The traditional council, looking for sources of inflows, would have noticed the commercial impact of the citing of Savanna Diamond Cement (SDCL) factory at Buipe more than two years ago.

The $90m factory commissioned by President Mahama in April 2015 has kicked up commerce in the Northern region. Factory needs workers, workers need food, food needs to be healthy as a chain reaction of demand for different services is triggered.

The 20p special transportation levy on cement distribution is seen by the traditional rulers as a good way to raise funds for the Gonja kingdom.

The amount buys sachet water and is more useful for change on commercial buses unlike the fading relevance of its 5pesewa counterpart.

But slapped on each 50Kg bag of cement in the several truckloads of cement transported all across three neighboring regions even into Burkina Faso, the chicken change becomes a fat cow – a cash cow.

The chiefs have threatened to stop the transportation of cement into the three regions of the north if the Association of Cement Distributors do not cooperate with the kingdom up north.

The three regions of the north covers 46.4% of the country. A blockade will be nothing short of a businessman’s nightmare.

Faced with the 20p slap on cement bag transportation, the Association of Cement Distributors have warned of a slap of their own.

They have threatened to push the extra cost on their clients, increasing the price of a bag which stands at GHC29.

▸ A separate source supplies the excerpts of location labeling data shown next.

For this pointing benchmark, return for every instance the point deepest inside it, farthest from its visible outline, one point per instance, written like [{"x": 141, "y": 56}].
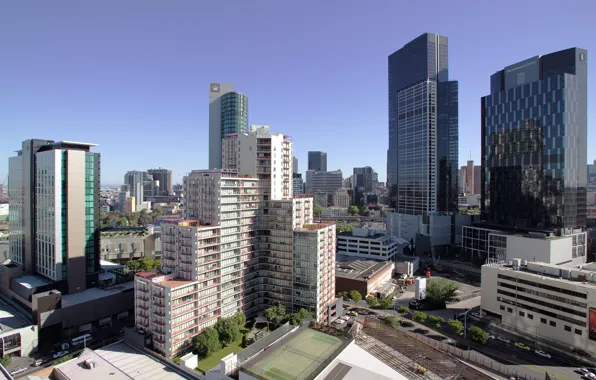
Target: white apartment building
[
  {"x": 263, "y": 154},
  {"x": 493, "y": 245},
  {"x": 554, "y": 303},
  {"x": 369, "y": 244},
  {"x": 237, "y": 254}
]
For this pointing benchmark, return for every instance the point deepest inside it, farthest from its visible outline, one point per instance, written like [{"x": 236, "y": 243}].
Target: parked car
[
  {"x": 542, "y": 353},
  {"x": 60, "y": 354},
  {"x": 522, "y": 346}
]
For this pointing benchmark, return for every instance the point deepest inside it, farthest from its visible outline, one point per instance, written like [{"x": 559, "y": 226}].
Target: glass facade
[
  {"x": 234, "y": 113},
  {"x": 533, "y": 144},
  {"x": 423, "y": 128}
]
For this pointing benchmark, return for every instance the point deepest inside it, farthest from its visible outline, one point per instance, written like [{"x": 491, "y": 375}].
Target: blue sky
[{"x": 132, "y": 76}]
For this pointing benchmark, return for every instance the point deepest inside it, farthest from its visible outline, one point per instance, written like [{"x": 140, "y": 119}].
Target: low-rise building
[
  {"x": 369, "y": 244},
  {"x": 553, "y": 303}
]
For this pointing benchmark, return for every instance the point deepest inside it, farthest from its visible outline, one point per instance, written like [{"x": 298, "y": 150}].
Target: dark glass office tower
[
  {"x": 422, "y": 157},
  {"x": 534, "y": 152}
]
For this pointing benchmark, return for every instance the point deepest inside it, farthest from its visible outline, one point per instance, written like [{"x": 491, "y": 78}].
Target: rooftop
[
  {"x": 301, "y": 355},
  {"x": 358, "y": 269}
]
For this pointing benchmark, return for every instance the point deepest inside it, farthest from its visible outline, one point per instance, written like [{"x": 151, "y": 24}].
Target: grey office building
[
  {"x": 317, "y": 161},
  {"x": 422, "y": 159},
  {"x": 228, "y": 114},
  {"x": 534, "y": 135}
]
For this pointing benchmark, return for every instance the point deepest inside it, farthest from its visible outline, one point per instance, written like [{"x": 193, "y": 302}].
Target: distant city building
[
  {"x": 228, "y": 114},
  {"x": 422, "y": 157},
  {"x": 317, "y": 161},
  {"x": 534, "y": 117},
  {"x": 163, "y": 180},
  {"x": 263, "y": 154}
]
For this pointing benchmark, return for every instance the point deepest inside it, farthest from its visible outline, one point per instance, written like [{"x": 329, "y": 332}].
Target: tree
[
  {"x": 372, "y": 301},
  {"x": 228, "y": 330},
  {"x": 355, "y": 295},
  {"x": 386, "y": 303},
  {"x": 478, "y": 335},
  {"x": 207, "y": 342},
  {"x": 437, "y": 321},
  {"x": 318, "y": 210},
  {"x": 456, "y": 326},
  {"x": 276, "y": 313},
  {"x": 418, "y": 316},
  {"x": 440, "y": 292},
  {"x": 240, "y": 319}
]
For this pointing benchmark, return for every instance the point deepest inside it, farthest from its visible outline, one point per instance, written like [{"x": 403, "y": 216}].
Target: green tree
[
  {"x": 392, "y": 321},
  {"x": 344, "y": 295},
  {"x": 440, "y": 292},
  {"x": 372, "y": 301},
  {"x": 418, "y": 316},
  {"x": 240, "y": 319},
  {"x": 207, "y": 342},
  {"x": 5, "y": 361},
  {"x": 318, "y": 210},
  {"x": 355, "y": 295},
  {"x": 478, "y": 335},
  {"x": 353, "y": 210},
  {"x": 456, "y": 326},
  {"x": 228, "y": 330},
  {"x": 386, "y": 303},
  {"x": 437, "y": 321},
  {"x": 276, "y": 313}
]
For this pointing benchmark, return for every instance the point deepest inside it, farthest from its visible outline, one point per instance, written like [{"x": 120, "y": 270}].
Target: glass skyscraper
[
  {"x": 422, "y": 158},
  {"x": 534, "y": 152}
]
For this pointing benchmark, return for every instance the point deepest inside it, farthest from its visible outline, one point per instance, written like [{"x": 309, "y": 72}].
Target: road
[{"x": 525, "y": 363}]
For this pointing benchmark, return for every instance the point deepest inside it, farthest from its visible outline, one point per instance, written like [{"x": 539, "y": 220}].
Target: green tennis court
[{"x": 298, "y": 357}]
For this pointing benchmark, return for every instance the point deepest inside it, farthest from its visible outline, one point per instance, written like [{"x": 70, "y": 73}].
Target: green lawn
[{"x": 208, "y": 363}]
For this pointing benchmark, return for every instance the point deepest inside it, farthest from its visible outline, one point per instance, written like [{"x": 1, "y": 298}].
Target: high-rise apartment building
[
  {"x": 317, "y": 161},
  {"x": 238, "y": 253},
  {"x": 263, "y": 154},
  {"x": 54, "y": 212},
  {"x": 163, "y": 181},
  {"x": 534, "y": 135},
  {"x": 228, "y": 114},
  {"x": 422, "y": 157}
]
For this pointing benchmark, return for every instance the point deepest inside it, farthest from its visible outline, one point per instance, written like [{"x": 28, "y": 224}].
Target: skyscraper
[
  {"x": 534, "y": 153},
  {"x": 422, "y": 157},
  {"x": 317, "y": 161},
  {"x": 54, "y": 212},
  {"x": 228, "y": 113}
]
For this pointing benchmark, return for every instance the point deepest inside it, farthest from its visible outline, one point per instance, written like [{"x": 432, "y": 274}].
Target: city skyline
[{"x": 86, "y": 94}]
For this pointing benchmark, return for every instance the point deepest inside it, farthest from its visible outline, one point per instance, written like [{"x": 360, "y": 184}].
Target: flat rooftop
[
  {"x": 300, "y": 356},
  {"x": 358, "y": 269}
]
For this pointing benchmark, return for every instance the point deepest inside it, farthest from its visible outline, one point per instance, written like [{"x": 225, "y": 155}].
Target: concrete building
[
  {"x": 534, "y": 134},
  {"x": 341, "y": 198},
  {"x": 317, "y": 161},
  {"x": 263, "y": 154},
  {"x": 484, "y": 243},
  {"x": 236, "y": 252},
  {"x": 551, "y": 303},
  {"x": 369, "y": 244},
  {"x": 54, "y": 212},
  {"x": 228, "y": 114}
]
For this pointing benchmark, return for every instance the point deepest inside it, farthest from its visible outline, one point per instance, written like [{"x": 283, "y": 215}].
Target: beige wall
[{"x": 75, "y": 224}]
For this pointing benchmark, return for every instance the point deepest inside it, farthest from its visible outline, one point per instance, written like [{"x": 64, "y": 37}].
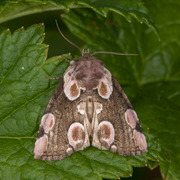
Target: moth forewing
[{"x": 88, "y": 102}]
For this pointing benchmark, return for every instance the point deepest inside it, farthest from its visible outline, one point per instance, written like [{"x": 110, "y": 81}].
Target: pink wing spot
[
  {"x": 48, "y": 121},
  {"x": 40, "y": 146},
  {"x": 76, "y": 135},
  {"x": 140, "y": 140},
  {"x": 131, "y": 118},
  {"x": 71, "y": 90},
  {"x": 104, "y": 90},
  {"x": 106, "y": 133}
]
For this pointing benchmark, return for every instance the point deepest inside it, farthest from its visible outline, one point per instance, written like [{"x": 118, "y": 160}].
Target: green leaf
[
  {"x": 151, "y": 79},
  {"x": 25, "y": 92},
  {"x": 130, "y": 9}
]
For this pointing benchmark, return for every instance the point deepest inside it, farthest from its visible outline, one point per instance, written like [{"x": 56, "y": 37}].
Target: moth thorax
[{"x": 89, "y": 108}]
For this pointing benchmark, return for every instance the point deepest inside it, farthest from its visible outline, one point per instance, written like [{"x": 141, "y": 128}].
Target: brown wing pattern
[
  {"x": 65, "y": 113},
  {"x": 114, "y": 110}
]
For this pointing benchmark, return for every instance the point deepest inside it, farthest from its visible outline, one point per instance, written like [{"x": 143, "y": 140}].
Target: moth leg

In effect, the distributors may pay the levy but it is clients who will really pay the price.

Residents have, at the moment, not issued any threat of their own either to the Buipe traditional council or the cement distributors.

In this prevailing atmosphere of gridlock, the Northern regional minister Salifu Saeed was asked to prevail on the Buipewura Abdulai Mahama Jinapor II to rescind the decision.

According to the businessmen, this political intervention has not worked. The traditional council appear unimpressed by the force of political power at the minister’s disposal.

“…it seems he is not being listened to’ Chairman of the association of Cement Distributors, Abdul Razak Yahaya told Joy News.

Politicians have been warned to be wary in their dealings with chiefs especially in places where chieftaincy disputes exit.

Buipe has a previous history.
The jubilation by the Jinapor gate following the Appeals court ruling in their favour led to violent clashes between the two gates in Buipe on the 5th of March, 2011.

But for now, the dispute is about 20pesewas on a bag of cement – for development.